You’re already minimizing the code you write. Low code app building is just another step in this direction.

The internal software developers are building right now

“Internal tools” are primarily being built for information management: dashboards, admin panels, data entry, customer support apps, or general management.


These are what we affectionately refer to as CRUD apps: tools that allow us to Create, Read, Update, and Delete information stored in databases. They're the bread and butter of a developer's work, in that they are ubiquitous and also, well, usually pretty bland.

Not super exciting.

I think it's safe to say most of us would rather be solving more interesting problems. Haven't CRUD apps been done to death already? Would it even be possible to reinvent this wheel in any new shape or size? Why bother?

The price of doing everything yourself (for the business)

Most companies have at least one full-time employee dedicated to internal tools. These employees are typically engineers, but they serve a wide spectrum of end users within the company.

Maybe that doesn't seem too significant at first glance, but when you consider that the median salary for a software engineer in the United States sits comfortably in the six-figure range, it's easy to wonder if resources are really being allocated in the best possible way.


Source: Statista

Don't get me wrong: the last thing I want to see is fewer well-compensated developer jobs.

But wouldn't it be a win for everyone involved if that engineer could be relieved of their full-time duties with internal tools, and instead focus their energy on customer-facing solutions?

The price of doing everything yourself (for you)

Sure, you get more pride from spinning up your own solution…even when there are better, easier, and cheaper alternatives available.
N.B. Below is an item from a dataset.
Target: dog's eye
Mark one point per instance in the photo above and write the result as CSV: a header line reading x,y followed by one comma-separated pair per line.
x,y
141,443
I get it. As developers, we want to feel ownership over the things we build and maintain, and when we are given a task involving drag-and-drop tools, we start to feel like maybe we're not "real" programmers anymore.

I've seen it a million times before in discussions about whether WordPress developers who use visual editors are actually "real" developers. (Short answer: yes.)

I consider myself a "real" developer and I wouldn't be able to code if I weren't standing in the shoulders of giants that came before me. Have you ever checked code written by Margaret Hamilton, the woman who led the NASA software team for Apollo 11?


How many us would be capable of doing something similar nowadays?

Does that mean we’re not "real" developers?

I don't think so.

One way that modern low code tools cater to skeptical developers (like me) is by leaving plenty of room for the so-called "IKEA Effect.”


This refers to the idea that we as consumers tend to value things more when there's some assembly required, even if it's as simple as adding a cup of water and a single egg to a box of pre-made cake mix.

For me, the IKEA Effect helps explain why I enjoy building sites with a headless CMS and fancy front-end JS frameworks like Next.js even though I know that WordPress would make my clients just as happy and they wouldn't even notice the difference.

Creating it myself and putting my own touch to it is how I come to appreciate it and take ownership of it.

A platform that champions visual programming needs to respect this and let developers put their own touches to customize the internal tools they build to their liking. I believe this will make a crucial difference for whether developers ultimately decide to adopt and embrace low code.

Final thoughts

Low code is here to stay. The better that tools like Retool or Zapier get and the more developers give them a chance, the more we are going to see a big shift on how internal tools are built.

As I explained before, why have five full-time developers maintain an internal tool when you can use a low-code tool, have one maintainer, and have the other four developers building your actual product?